- #1

- 5

- 0

volumes:

Diluted vodka = 5ml

6.0M H2SO4 = 3ml

K2Cr2O7 = 5ml

In the back titration of excess dichromate with iron(ll) solution, the volume "delivered" of iron(ll) solution in order to titrate the excess dichromate is 10.35mL.

There were also three stock solutions that were made initially.

For the K2CrO7 solution, 4 grams of K2CrO7 was used and the concentration is 0.136mol/L.

For the Iron solution, 4 grams were used and the concentration is 0.102 mol/L.

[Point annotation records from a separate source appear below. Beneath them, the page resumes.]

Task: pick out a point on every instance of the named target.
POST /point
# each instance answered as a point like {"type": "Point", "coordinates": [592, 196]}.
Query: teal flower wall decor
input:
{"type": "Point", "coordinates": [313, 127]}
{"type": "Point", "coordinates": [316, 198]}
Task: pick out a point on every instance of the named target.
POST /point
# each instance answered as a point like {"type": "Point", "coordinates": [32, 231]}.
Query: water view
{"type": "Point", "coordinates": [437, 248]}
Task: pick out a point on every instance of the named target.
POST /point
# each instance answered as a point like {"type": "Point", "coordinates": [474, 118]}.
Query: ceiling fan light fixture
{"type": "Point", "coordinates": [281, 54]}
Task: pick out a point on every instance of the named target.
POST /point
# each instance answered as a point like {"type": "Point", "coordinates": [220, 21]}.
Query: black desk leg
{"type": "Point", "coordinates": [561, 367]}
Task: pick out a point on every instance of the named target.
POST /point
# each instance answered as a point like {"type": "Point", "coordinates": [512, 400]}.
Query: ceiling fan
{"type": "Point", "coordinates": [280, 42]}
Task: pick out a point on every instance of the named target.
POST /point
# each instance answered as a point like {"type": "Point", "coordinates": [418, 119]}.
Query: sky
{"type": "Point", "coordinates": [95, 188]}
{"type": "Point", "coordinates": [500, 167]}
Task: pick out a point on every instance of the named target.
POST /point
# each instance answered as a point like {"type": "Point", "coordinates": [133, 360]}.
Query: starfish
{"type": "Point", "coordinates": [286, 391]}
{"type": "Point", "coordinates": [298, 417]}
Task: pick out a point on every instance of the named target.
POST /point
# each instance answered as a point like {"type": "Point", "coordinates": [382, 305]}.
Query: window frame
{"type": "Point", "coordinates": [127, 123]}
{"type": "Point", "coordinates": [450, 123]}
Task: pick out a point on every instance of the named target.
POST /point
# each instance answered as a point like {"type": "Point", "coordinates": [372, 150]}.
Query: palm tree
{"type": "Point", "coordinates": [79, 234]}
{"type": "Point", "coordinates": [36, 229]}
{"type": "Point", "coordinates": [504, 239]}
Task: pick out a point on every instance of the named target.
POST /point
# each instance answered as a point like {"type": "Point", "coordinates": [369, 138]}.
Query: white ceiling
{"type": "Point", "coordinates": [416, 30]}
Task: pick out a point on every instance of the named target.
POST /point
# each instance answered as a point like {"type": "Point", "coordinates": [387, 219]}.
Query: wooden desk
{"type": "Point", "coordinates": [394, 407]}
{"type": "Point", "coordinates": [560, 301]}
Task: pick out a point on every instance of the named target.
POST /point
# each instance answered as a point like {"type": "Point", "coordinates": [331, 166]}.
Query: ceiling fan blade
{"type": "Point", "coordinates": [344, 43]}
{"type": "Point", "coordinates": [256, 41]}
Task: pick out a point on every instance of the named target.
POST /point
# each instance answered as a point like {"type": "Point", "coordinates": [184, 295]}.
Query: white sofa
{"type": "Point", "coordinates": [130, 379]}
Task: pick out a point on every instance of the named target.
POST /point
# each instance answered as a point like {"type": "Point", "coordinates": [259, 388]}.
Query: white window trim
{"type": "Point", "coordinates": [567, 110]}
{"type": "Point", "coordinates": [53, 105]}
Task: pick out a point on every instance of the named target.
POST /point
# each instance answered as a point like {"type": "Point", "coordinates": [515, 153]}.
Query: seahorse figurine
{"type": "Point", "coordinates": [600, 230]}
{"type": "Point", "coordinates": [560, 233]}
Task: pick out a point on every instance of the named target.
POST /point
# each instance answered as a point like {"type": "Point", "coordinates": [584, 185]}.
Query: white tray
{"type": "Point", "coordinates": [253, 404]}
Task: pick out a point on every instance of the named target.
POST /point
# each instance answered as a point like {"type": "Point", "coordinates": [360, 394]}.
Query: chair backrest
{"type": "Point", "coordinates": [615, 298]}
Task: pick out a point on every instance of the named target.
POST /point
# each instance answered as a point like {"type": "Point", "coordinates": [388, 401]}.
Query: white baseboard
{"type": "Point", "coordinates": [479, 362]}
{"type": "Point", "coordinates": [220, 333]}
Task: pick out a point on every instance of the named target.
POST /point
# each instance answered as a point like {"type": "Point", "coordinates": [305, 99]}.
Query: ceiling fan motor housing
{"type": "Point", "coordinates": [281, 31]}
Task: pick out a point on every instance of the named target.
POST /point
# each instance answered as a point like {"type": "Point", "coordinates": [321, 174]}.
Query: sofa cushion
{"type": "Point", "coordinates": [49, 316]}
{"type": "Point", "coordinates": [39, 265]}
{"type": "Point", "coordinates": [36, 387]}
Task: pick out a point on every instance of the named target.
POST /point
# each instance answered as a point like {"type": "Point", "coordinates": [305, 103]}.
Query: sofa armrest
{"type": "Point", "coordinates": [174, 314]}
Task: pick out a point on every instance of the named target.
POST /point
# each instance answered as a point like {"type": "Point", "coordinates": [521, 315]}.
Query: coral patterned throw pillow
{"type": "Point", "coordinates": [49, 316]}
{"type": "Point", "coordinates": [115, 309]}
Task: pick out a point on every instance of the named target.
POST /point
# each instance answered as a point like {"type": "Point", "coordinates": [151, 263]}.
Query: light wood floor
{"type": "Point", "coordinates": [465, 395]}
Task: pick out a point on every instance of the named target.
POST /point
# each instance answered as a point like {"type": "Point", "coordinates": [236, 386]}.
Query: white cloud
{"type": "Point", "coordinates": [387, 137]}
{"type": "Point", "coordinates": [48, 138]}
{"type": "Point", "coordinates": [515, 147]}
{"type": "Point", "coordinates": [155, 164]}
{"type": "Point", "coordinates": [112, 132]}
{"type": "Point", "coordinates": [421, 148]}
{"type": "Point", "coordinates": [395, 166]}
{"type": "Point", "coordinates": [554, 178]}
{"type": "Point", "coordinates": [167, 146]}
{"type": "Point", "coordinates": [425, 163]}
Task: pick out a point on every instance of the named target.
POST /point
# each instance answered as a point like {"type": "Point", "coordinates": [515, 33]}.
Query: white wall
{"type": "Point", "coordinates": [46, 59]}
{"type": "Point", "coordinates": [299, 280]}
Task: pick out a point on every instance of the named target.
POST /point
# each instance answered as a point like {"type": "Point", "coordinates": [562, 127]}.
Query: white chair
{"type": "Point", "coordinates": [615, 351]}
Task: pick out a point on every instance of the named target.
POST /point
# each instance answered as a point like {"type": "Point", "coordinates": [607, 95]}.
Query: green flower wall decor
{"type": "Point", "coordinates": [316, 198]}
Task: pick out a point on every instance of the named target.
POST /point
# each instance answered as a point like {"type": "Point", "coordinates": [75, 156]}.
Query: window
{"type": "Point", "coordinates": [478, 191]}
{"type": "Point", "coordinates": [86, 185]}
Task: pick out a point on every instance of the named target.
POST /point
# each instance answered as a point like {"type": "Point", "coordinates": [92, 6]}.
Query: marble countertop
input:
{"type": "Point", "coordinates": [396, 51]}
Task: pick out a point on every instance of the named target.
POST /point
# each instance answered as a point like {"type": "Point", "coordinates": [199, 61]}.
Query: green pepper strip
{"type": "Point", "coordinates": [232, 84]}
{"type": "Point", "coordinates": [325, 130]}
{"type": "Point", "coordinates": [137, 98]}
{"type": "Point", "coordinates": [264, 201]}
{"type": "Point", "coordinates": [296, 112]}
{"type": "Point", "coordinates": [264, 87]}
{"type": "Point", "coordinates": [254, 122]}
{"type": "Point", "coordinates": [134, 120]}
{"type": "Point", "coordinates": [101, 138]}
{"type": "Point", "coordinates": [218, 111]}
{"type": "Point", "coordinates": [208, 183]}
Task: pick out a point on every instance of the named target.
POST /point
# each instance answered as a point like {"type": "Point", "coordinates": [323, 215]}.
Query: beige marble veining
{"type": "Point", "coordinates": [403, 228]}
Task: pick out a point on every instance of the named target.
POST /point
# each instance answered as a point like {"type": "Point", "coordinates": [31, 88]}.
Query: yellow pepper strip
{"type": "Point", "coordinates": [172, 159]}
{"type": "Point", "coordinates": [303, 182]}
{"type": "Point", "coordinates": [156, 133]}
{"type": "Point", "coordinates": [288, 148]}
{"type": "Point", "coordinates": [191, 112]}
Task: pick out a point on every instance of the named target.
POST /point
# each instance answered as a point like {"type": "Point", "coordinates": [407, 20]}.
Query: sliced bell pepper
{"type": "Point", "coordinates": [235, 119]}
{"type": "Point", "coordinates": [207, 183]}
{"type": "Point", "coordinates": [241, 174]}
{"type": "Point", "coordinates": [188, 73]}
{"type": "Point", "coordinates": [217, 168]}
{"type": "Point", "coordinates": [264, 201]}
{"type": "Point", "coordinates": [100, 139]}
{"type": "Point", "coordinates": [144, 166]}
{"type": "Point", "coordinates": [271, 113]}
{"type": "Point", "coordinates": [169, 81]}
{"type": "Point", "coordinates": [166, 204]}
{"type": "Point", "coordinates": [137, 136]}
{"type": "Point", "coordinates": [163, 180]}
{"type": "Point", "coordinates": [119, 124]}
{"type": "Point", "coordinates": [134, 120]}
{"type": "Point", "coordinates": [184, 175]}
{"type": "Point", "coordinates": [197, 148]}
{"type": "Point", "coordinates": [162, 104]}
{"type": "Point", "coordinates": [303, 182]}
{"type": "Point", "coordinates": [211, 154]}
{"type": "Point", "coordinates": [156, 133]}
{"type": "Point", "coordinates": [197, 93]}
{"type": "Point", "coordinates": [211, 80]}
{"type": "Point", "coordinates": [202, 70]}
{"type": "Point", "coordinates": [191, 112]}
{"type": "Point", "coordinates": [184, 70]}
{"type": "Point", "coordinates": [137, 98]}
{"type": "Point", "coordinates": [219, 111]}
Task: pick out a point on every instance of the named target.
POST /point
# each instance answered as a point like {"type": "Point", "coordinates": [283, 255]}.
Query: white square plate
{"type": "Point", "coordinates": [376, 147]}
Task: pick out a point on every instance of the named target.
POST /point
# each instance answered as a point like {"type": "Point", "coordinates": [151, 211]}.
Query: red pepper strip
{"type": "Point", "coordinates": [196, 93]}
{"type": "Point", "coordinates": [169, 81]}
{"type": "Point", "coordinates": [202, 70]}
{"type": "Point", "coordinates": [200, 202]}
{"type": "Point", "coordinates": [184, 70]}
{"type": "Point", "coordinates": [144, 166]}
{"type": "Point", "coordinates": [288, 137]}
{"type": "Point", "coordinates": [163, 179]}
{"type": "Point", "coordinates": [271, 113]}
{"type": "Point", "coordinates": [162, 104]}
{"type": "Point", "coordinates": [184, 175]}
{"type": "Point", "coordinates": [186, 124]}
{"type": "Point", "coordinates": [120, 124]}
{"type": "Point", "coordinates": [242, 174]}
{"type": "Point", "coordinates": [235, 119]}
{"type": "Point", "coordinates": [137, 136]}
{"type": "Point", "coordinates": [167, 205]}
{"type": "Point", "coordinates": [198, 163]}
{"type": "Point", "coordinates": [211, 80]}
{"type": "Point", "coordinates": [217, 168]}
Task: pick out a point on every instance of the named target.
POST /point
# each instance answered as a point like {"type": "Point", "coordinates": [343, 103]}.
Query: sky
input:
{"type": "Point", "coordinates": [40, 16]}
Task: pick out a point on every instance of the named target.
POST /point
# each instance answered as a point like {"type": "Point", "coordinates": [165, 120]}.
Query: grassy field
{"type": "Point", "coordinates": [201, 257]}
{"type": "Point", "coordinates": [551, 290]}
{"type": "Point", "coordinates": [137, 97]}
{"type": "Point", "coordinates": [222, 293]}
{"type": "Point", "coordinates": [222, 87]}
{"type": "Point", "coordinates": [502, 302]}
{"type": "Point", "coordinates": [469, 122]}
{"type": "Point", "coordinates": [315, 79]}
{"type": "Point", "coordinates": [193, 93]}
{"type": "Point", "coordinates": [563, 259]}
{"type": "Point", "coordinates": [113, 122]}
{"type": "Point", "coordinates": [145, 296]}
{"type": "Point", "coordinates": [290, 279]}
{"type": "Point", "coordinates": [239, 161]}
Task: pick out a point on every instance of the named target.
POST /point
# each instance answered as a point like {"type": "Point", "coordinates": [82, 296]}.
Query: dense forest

And for the vodka solution (2 ml was used!)

So here's what I've done and I know its wrong T_T:

First I found mole of iron(ll) solution

n = MxL = (.102)(0.01035L) = 0.0010557 mol Fe

From the chemical equation, there's a 6:1 ratio when it reacts w/ dichromate. So 0.0010557 mol/6 = 0.00017595 mol dichromate (left in excess)

Initial dichromate reacted w/ ethanol

n = (0.005)(.136) = 0.00068 mol

0.00068 mol - 0.00017595 = 0.0005 mol dichromate that reacted w/ the ethanol

From the chemical equation with the reaction b/w ethanol and dichromate, there is a 3:2 ratio

so ... 0.0005 mol x 1.5 = 0.000756 mol ethanol

0.000756 mol x 46g/mol(molar mass) = 0.03477grams ethanol

volume = m/P = 0.03477g/.789g/ml = 0.04408 mL

... So basically in this experiment, it says "the quality of a shipment of vodka has been questioned, so quality contro ltests have been requested. The label on the vodka indicated that ethanol content is 40% by volume, where:

%ethanol content by volume = (volume ethanol)/(total volume)*100%"

When I plug the volume ethanol = 0.04408 and divide by 2ml (the total volume) and multiply it by a 100 .. I don't get 40% or above that or less that... i get a small percent like 2% which is obviously wrong. What am I doing wrong? I'm so confused!

I would APPRECIATE any sort of help.